If necessary, you can overwrite a specific setting or append a new one:

$ fab setconfig:key=<new-variable-name>,value=<some-value>

You can also print your current app environment’s configuration:

$ fab printconfig

Or everything in the Fabric environment:

$ fab printenv

Bootstrapping the project

Now that everything is configured, create the database tables.

$ python manage.py migrate

Once everything is set up, the updatedownloadswebsite command will download the latest bulk data release from the Secretary of State’s website load it into your local database and archive the files on Amazon S3.

$ python manage.py updatedownloadswebsite

Warning

This will take a while. Go grab some coffee.


Exploring the site

Finally, start the development server and visit localhost:8000/admin/ in your browser to inspect the site.

$ python manage.py runserver

Preparing a production server

This section will walk you through deploy the downloads website on the Internet via Amazon Web Services. You will need to have completed the steps above.

Change your environment

As described above, the source code will draw settings from a section of the .env file named DEV.

To switch to configuring your project for a production environment, you should set the CALACCESS_WEBSITE_ENV environment variable to PROD.

$ export CALACCESS_WEBSITE_ENV=PROD

If you are using virtualenv and virtualenvwrapper, you could add the above line of code to $VIRTUAL_ENV/bin/postactivate so that whenever you start the project’s virtual environment, this variable will be exported automatically whenever you use workon to begin work.


Creating an RDS database

You will need to create a hosted database to store the data and keep tabs on the archive over time. Our recommended method for doing this is using Amazon’s Relational Database Service.

You can spin up a PostgreSQL server there using our prepackaged Fabric commands. You’re only required to provide a name like download-website:

$ fab createrds:download-website

Then, wait several minutes while the server is provisioned.

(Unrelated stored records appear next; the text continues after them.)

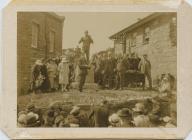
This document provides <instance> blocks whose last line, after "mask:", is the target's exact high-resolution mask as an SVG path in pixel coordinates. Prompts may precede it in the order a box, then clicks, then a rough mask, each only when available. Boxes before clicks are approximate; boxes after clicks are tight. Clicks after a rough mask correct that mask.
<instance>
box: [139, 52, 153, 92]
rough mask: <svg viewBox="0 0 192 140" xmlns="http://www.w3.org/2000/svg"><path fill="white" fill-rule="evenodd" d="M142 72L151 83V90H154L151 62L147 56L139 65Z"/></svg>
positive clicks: (144, 54)
mask: <svg viewBox="0 0 192 140" xmlns="http://www.w3.org/2000/svg"><path fill="white" fill-rule="evenodd" d="M138 67H139V69H140V71H141V72H142V73H143V74H144V75H145V77H147V80H148V82H149V89H152V79H151V62H150V61H149V59H148V56H147V54H144V55H143V59H142V60H141V61H140V63H139V66H138Z"/></svg>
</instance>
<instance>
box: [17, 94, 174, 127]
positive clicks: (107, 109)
mask: <svg viewBox="0 0 192 140" xmlns="http://www.w3.org/2000/svg"><path fill="white" fill-rule="evenodd" d="M133 101H134V102H132V101H130V102H129V101H128V102H127V103H128V104H124V105H122V104H121V103H120V104H118V103H110V101H107V100H103V101H102V102H101V104H100V105H90V106H89V108H86V107H83V106H81V105H75V106H74V105H73V104H72V103H71V104H70V103H66V102H62V101H56V102H53V103H51V104H50V105H49V106H48V107H47V108H46V109H44V110H43V109H39V108H37V107H36V106H35V105H34V104H32V103H30V104H29V105H28V106H27V108H26V110H25V109H24V110H22V111H20V112H19V113H18V125H19V126H21V127H23V126H25V127H38V126H39V127H40V126H41V127H176V117H177V116H176V109H175V107H176V99H175V96H173V95H172V94H165V95H163V94H162V95H159V96H156V97H153V98H147V99H142V100H133Z"/></svg>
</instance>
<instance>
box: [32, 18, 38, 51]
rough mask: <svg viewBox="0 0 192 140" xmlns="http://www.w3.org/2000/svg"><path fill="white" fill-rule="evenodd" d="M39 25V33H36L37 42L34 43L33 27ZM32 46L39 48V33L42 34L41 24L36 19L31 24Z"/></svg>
mask: <svg viewBox="0 0 192 140" xmlns="http://www.w3.org/2000/svg"><path fill="white" fill-rule="evenodd" d="M34 27H35V28H36V27H37V35H36V43H35V44H34V39H33V37H34V34H33V33H34V32H33V28H34ZM31 34H32V35H31V47H32V48H35V49H37V48H38V47H39V35H40V24H39V23H38V22H36V21H32V25H31Z"/></svg>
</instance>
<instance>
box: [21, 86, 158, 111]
mask: <svg viewBox="0 0 192 140" xmlns="http://www.w3.org/2000/svg"><path fill="white" fill-rule="evenodd" d="M157 94H158V92H156V91H147V90H140V89H134V90H133V89H132V90H130V89H129V90H93V89H85V90H84V91H83V92H82V93H80V92H79V91H77V90H75V89H73V90H71V91H69V92H64V93H61V92H53V93H43V94H29V95H23V96H18V110H23V109H24V108H25V107H26V106H27V104H28V103H30V102H33V103H34V104H35V105H36V106H37V107H40V108H46V107H47V106H48V105H49V104H50V103H52V102H54V101H64V102H72V103H73V104H88V105H90V104H99V103H100V102H101V100H103V99H106V100H108V101H115V102H123V101H127V100H131V99H142V98H148V97H153V96H155V95H157Z"/></svg>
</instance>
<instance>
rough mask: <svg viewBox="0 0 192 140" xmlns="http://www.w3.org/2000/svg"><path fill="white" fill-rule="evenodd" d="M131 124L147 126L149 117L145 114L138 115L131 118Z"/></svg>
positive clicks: (139, 125)
mask: <svg viewBox="0 0 192 140" xmlns="http://www.w3.org/2000/svg"><path fill="white" fill-rule="evenodd" d="M133 124H135V126H136V127H149V126H150V121H149V117H148V116H145V115H138V116H137V117H134V118H133Z"/></svg>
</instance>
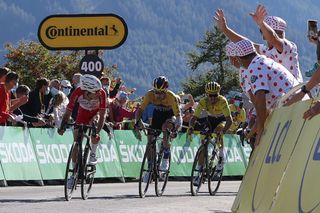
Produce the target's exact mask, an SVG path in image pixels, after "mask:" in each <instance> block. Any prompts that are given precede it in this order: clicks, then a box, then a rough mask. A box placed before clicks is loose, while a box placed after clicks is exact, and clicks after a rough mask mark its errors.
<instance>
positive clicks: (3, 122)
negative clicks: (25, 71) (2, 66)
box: [0, 71, 19, 126]
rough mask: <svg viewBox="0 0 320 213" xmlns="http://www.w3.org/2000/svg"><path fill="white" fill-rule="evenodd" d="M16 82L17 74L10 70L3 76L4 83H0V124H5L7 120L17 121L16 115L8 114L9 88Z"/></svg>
mask: <svg viewBox="0 0 320 213" xmlns="http://www.w3.org/2000/svg"><path fill="white" fill-rule="evenodd" d="M17 82H18V74H17V73H15V72H11V71H10V72H8V74H7V75H6V77H5V83H0V126H5V125H6V124H7V122H8V121H9V122H15V121H19V119H18V117H17V116H15V115H13V114H10V90H11V89H12V88H13V87H14V86H15V85H16V84H17Z"/></svg>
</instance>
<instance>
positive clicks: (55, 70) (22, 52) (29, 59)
mask: <svg viewBox="0 0 320 213" xmlns="http://www.w3.org/2000/svg"><path fill="white" fill-rule="evenodd" d="M5 48H6V49H7V51H8V53H7V54H6V56H5V57H6V59H7V64H6V65H5V66H6V67H8V68H10V69H11V70H12V71H15V72H17V73H18V74H19V83H20V84H26V85H28V86H30V87H31V88H33V87H34V86H35V82H36V80H37V79H38V78H41V77H45V78H48V79H49V80H52V79H59V80H63V79H69V80H71V79H72V76H73V74H74V73H77V72H79V64H80V60H81V58H82V57H83V56H84V54H85V53H84V51H55V52H52V51H49V50H47V49H46V48H44V47H43V46H42V45H41V44H40V43H38V42H34V41H30V42H26V41H20V42H19V43H18V45H17V47H14V46H13V45H12V44H9V43H7V44H6V45H5ZM88 53H89V54H90V53H91V52H90V51H89V52H88ZM103 54H104V53H103V51H100V52H99V57H103ZM117 69H118V67H117V65H116V64H113V65H112V66H110V67H104V70H103V73H104V75H107V76H109V77H112V76H114V75H115V73H116V72H117Z"/></svg>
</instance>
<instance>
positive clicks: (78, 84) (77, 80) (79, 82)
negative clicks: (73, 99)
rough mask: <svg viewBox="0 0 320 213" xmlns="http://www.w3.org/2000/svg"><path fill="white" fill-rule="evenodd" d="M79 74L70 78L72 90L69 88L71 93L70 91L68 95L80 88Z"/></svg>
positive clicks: (77, 74)
mask: <svg viewBox="0 0 320 213" xmlns="http://www.w3.org/2000/svg"><path fill="white" fill-rule="evenodd" d="M81 76H82V75H81V73H75V74H74V75H73V77H72V88H71V91H70V95H71V93H72V92H73V91H74V90H75V89H77V88H78V87H79V86H80V77H81Z"/></svg>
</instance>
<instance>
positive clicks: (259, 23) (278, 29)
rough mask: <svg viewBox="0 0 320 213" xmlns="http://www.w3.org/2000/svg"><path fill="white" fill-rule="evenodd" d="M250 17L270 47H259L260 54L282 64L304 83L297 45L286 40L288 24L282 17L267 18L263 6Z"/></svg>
mask: <svg viewBox="0 0 320 213" xmlns="http://www.w3.org/2000/svg"><path fill="white" fill-rule="evenodd" d="M250 15H251V17H252V18H253V20H254V21H255V22H256V24H257V25H258V27H259V28H260V32H261V34H262V36H263V39H264V40H266V41H267V44H268V47H264V46H263V45H258V47H259V48H258V52H259V53H260V54H263V55H266V56H267V57H268V58H271V59H273V60H274V61H276V62H278V63H279V64H282V65H283V66H284V67H285V68H287V70H289V72H291V74H292V75H293V76H294V77H295V78H296V79H297V81H298V82H303V78H302V74H301V71H300V68H299V60H298V48H297V45H296V44H295V43H293V42H292V41H289V40H287V39H286V38H285V30H286V28H287V23H286V22H285V21H284V20H283V19H282V18H280V17H277V16H267V10H266V8H265V7H264V6H263V5H258V6H257V8H256V11H255V13H250Z"/></svg>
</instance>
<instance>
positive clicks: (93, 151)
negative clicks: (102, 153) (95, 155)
mask: <svg viewBox="0 0 320 213" xmlns="http://www.w3.org/2000/svg"><path fill="white" fill-rule="evenodd" d="M97 147H98V144H91V154H96V151H97Z"/></svg>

By default, the new database server will have 100 GB of disk space allocated on a t2.large RDS class instance. If need be, you can override these settings:

$ fab createrds:download-website,block_gb_size=80,instance_type=db.m4.large

The address for the RDS host will automatically be added to the configuration for your current environment, which is stored in .env. If you already had an RDS host set for your current env, its address will be overwritten.


Create an EC2 Instance

Next you should create a new Ubuntu 14.04 server on Amazon’s Elastic Compute Cloud to host the Django project.

$ fab createec2

By default, the server will have 100 GB of disk space allocated on a c3.large class instance. If need be, you can override these settings:

$ fab createec2:block_gb_size=80,instance_type=c3.xlarge

You can also override our default Amazon Machine Image (AMI):

$ fab createec2:ami=<some-other-ami-id>

As with creating an RDS instance, the address for your new EC2 instance will automatically be added to the configuration for your current environment, which is stored in .env. If you already had an EC2 host set, its address will be overwritten.


Filling in .env for the second time

Now you’ll want to run our configuration command again, this time filling in the new details from your AWS account, database and server. You may want to create a new set of S3 buckets separate from your development buckets.

$ fab createconfig

Bootstrap the Django project

Finally, you’re ready to bootstrap the Django project on the Ubuntu server.

$ fab bootstrap

After connecting to your current EC2 instance, a framework called Chef and its dependencies, including Ruby, will be installed on the server. Chef is used to configure the server and install the downloads website’s code.

The bootstrap task also sets up a crontab job to execute run as command every six hours that will automate the collection, extraction and processing of the daily CAL-ACCESS database exports.


Wrapping up

And that’s it! You know have a live CAL-ACCESS archive running in the cloud.